Barbacoa.

That word meant next to nothing to me before Texcoco. It was a random word that would pop up on the odd Mexican menu if I ventured far enough into Jackson Heights or East LA. I naively thought it was like Mexican Barbecue or something. Everything changed when I took a rickety two hour bus outside of Mexico City. Let me be clear, this is not a dish, this is an event. Pit Cooked for 18+ hours, enshrouded in maguey leaves the way the ancestors would have, shared in a manner that I can only describe as music festival-esc.


There’s a salsa station, a blue corn tortilla station, a pulque station, someone jabbing tamarind laced straws into gigantic neon red cocktails that resemble a mutation of a Michelada.

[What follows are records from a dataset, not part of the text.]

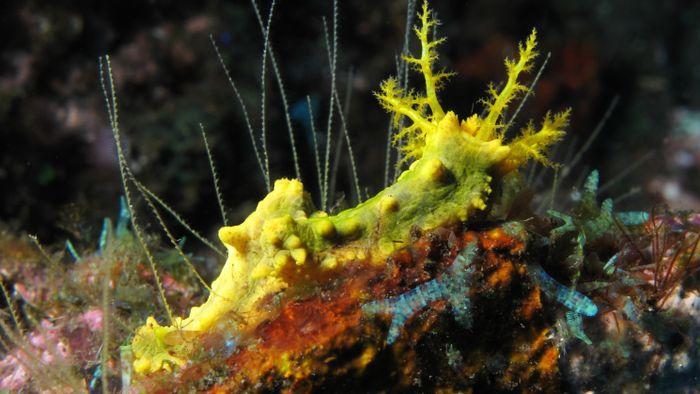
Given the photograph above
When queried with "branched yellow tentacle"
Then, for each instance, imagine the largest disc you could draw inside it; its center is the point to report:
(498, 101)
(285, 244)
(414, 106)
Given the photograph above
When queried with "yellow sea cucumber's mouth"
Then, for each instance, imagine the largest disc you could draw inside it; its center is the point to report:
(286, 244)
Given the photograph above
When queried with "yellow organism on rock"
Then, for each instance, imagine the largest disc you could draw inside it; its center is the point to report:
(286, 243)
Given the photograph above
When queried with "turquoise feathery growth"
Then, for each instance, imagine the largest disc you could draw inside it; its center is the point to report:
(453, 287)
(570, 298)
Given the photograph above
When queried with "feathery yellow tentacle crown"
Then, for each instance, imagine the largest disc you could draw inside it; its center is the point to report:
(531, 144)
(287, 247)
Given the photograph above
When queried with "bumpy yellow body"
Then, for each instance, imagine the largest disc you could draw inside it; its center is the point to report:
(285, 243)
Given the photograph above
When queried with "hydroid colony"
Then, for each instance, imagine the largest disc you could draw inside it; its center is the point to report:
(286, 243)
(440, 281)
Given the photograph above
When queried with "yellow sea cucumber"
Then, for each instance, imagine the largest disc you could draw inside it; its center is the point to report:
(287, 243)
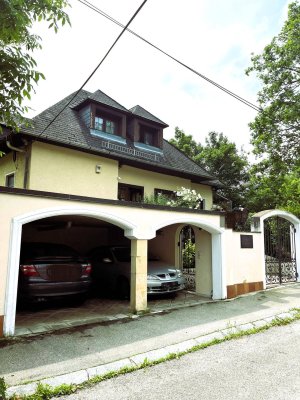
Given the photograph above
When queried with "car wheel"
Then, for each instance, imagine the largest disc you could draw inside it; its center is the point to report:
(123, 288)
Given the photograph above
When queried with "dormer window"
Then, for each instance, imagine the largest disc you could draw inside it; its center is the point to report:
(148, 135)
(106, 124)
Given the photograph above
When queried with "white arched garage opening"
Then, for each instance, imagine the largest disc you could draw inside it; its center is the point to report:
(142, 230)
(217, 248)
(15, 245)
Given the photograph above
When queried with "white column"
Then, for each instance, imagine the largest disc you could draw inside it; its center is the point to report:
(138, 287)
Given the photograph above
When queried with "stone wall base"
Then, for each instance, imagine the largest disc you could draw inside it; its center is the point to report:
(243, 288)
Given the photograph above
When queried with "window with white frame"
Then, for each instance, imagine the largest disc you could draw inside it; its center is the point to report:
(10, 180)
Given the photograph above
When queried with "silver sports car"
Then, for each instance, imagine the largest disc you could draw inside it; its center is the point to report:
(111, 269)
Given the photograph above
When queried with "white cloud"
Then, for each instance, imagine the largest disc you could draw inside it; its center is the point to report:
(215, 37)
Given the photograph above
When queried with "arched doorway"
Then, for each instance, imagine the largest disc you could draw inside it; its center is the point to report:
(280, 251)
(187, 255)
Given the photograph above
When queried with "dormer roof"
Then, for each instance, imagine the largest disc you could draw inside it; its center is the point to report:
(98, 97)
(141, 112)
(68, 130)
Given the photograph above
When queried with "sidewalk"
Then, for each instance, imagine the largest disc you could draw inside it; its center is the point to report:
(76, 354)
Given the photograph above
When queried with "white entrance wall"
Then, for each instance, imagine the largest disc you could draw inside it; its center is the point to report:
(138, 223)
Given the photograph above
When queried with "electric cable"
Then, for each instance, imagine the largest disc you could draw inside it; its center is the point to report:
(90, 76)
(236, 96)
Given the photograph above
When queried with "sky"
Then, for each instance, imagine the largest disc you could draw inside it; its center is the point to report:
(214, 37)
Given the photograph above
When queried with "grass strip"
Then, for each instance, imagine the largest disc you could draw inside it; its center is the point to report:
(46, 392)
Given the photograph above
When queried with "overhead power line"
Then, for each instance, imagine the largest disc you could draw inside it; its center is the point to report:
(90, 76)
(229, 92)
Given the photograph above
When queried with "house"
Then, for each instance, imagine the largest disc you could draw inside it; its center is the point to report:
(81, 180)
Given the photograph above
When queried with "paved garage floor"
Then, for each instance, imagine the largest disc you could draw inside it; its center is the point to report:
(48, 318)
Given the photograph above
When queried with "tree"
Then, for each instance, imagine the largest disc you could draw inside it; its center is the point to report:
(185, 143)
(17, 66)
(222, 159)
(275, 130)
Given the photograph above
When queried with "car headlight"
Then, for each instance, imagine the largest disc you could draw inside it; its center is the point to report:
(152, 278)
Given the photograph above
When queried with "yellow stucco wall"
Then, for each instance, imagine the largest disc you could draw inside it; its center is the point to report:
(8, 166)
(203, 262)
(146, 220)
(150, 180)
(153, 180)
(57, 169)
(243, 265)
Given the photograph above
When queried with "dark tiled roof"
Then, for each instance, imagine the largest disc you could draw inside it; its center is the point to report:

Family after family, vendor after vendor it’s what I’d imagine going to Phish concert in ’98 would be like but instead of the band crowds are there for Barbacoa.

Who knows where everyone came from? How far have they driven? Do they do this every weekend? So many questions and so little Spanish.

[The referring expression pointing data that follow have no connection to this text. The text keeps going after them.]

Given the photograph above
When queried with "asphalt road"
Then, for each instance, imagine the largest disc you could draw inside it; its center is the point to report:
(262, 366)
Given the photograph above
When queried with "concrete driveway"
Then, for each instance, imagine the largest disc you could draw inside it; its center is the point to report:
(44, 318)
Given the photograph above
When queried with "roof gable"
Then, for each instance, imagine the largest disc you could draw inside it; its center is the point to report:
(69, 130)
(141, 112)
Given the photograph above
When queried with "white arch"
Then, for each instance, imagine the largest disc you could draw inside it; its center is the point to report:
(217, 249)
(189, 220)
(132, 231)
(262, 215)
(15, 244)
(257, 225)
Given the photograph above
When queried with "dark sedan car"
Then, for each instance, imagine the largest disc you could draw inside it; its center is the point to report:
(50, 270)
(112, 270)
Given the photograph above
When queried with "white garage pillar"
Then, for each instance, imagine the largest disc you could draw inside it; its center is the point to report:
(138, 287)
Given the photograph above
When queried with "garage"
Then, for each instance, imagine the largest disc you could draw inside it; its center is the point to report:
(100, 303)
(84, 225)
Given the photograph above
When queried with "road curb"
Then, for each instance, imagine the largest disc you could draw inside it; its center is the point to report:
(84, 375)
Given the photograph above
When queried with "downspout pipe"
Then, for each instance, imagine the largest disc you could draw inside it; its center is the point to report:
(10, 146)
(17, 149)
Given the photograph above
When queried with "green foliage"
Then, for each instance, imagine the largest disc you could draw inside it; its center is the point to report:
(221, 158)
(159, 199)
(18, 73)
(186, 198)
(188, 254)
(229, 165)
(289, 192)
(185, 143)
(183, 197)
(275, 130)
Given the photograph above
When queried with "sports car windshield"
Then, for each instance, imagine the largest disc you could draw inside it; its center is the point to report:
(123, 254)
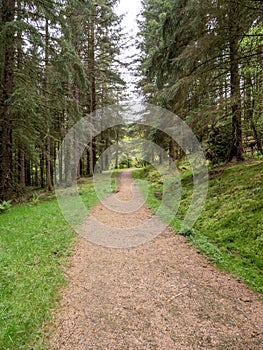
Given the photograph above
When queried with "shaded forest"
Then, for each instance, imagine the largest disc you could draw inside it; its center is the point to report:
(59, 62)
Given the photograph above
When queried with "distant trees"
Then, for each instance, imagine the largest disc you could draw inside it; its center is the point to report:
(57, 64)
(203, 61)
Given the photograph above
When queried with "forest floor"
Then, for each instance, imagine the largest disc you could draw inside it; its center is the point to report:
(162, 294)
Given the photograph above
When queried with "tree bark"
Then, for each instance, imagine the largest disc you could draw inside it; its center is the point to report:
(236, 149)
(6, 85)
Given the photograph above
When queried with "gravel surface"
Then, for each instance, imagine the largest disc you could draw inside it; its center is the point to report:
(159, 295)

Sure, I had some of THE BEST meat in my life and discovered ancient preparations like the pit-cooked pancita (lamb stomach filled with innards) but it was the community of it all that blew me away. Grandparents laughing with grandchildren, hardened working-class laborers smiling ear to ear as they sipped beer and went full karaoke on every song that came on the loudspeaker. Three, sometimes four generations sitting around giant tables.

I don’t think I’ve ever been in a place filled with so much love and lamb. I almost felt intrusive, like I was crashing a Mexican wedding but at every turn, someone was kindly offering a taste of this or a tip on where the shortest line for more tortillas was.

I love this Mexico, it’s a different universe from much of what we see up north. Words like cantina or barbacoa end up on fast food menus and crappy chain restaurant signs devoid of any connections to their origins. Where centuries-old cooking techniques are preserved and become the centerpiece for family and a tipsy uncle to tell an old story everyone has heard a thousand times. It’s because this Mexico is Mexico. I’m glad I had the chance to see it for a day.

-Reggie Milligan, Co-Founder Mantry.